そして壁際に据え付けられた階段下が収納スペースにもなる箱階段を登り切ったところで、一体の奇妙な接客応対ロボットに出くわした。
それはひどく大きな機械めいたカタツムリか。あるいは、合体変形に失敗して周囲にある金属製品を手当たり次第に巻き込んだヒーローロボットか。
「何こいつ、かわいい」
有花がぼそっとつぶやく。
「情報屋美雨の登場だよ」
小型電動フォークリフトの後方駆動部に、ちょうどフォークリフトを背負うように後ろ向きになった接客応対ロボットが両腕を差し込んでいた。
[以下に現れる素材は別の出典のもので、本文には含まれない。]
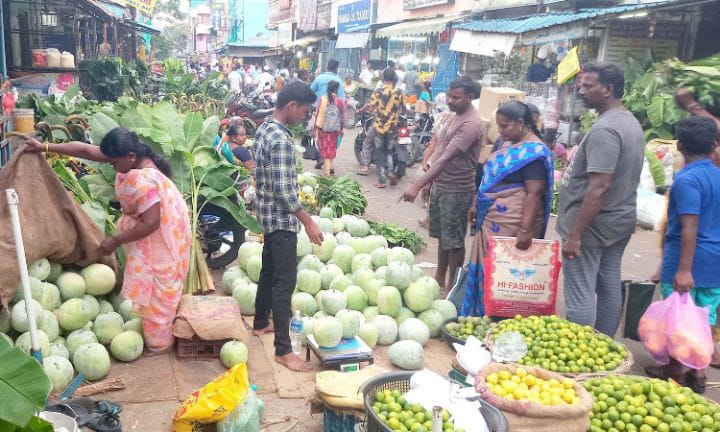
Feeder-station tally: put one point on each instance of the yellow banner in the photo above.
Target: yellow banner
(569, 66)
(143, 6)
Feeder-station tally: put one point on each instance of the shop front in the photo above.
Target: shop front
(352, 48)
(421, 45)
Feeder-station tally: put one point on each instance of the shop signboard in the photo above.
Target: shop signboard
(555, 34)
(143, 6)
(284, 33)
(632, 39)
(307, 13)
(280, 11)
(484, 5)
(419, 4)
(353, 15)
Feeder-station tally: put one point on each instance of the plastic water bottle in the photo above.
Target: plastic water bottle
(296, 328)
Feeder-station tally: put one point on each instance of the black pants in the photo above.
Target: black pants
(275, 287)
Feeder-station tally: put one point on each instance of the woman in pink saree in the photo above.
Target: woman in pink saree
(154, 229)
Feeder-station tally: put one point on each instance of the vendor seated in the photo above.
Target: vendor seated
(234, 150)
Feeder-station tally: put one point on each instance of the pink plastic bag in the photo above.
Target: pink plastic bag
(676, 328)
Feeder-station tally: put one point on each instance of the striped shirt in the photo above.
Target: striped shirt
(276, 178)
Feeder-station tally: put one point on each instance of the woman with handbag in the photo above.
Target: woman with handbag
(329, 122)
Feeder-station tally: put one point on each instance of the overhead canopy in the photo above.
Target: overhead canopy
(542, 21)
(416, 28)
(145, 28)
(302, 41)
(352, 40)
(485, 44)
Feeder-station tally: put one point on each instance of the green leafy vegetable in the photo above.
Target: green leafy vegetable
(398, 236)
(344, 195)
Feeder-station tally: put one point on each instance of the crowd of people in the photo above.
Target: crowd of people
(509, 195)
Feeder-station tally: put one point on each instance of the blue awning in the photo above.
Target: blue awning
(539, 22)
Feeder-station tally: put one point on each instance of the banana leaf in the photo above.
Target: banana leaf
(23, 385)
フォークリフトの車体後部にめり込むように一体化したデザインになったパステルグリーンのトコは、ゆっくりと車体を引きずって取り回してフォーク部位を有花へ向ける。
フォークにはパレットが刺さっていて、そこに外装剥き出しの家庭用エレベータのコンテナ箱形が固定され、ケーブル類に紛れてやたら長いアンテナが数本飛び出ていた。箱の天辺には一機の店内監視ドローンが巨大なセミのようにくっ付いている。
フォークリフトと合体したトコがフェイスマスクに笑顔のアスキーアートを浮かべて有花と日差彦に呼び掛けた。